(Technology Review) - Lithium batteries have become the portable powerhouses of modern society. If you own a phone, mp3 player or laptop, you will already own a lithium battery. More than likely, you will have several.
But good as they are, lithium batteries are not up to the demanding task of powering the next generation of electric vehicles. They just don't have enough juice or the ability to release it quickly over and over again.
The problem lies with the cathodes in these batteries. The specific capacities of the anode materials in lithium batteries are 370 mAh/g for graphite and 4200 mAh/g for silicon. By contrast, the cathode specific capacities are 170 mAh/g for LiFePO4 and only 150mAh/g for layered oxides.

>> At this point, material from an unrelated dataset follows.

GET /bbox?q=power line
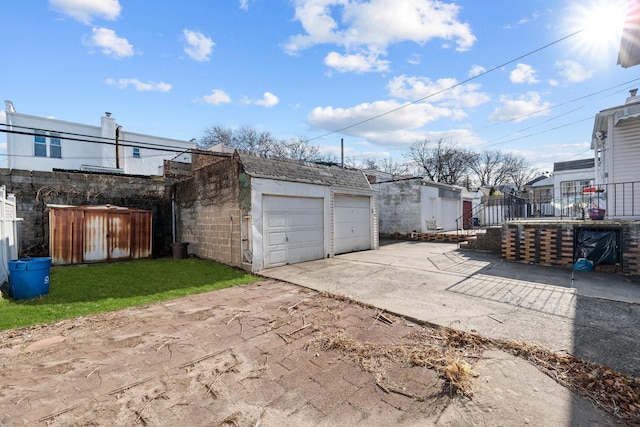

So the way forward is clear: find a way to improve the cathode's specific capacity while maintaining all the other characteristics that batteries require, such as a decent energy efficiency and a good cycle life.
Today, Hailiang Wang and buddies at Stanford University say they've achieved a significant step towards this goal using sulphur as the cathode material of choice.
Chemists have known for many years that sulphur has potential: it has a theoretical specific capacity of 1672 mAh/g. But it also has a number of disadvantages, not least of these is the fact that sulphur is a poor conductor. On top of this, polysulphides tend to dissolve and wash away in many electrolytes while sulphur tends to swell during the discharge cycle causing it to crumble.
But Wang and co say they've largely overcome these problems using a few clever nanoengineering techniques to improve the performance. Their trick is to create submicron sulphur particles and coat them in a kind of plastic called polyethyleneglycol or PEG. This traps polysulphides and prevents them from washing away.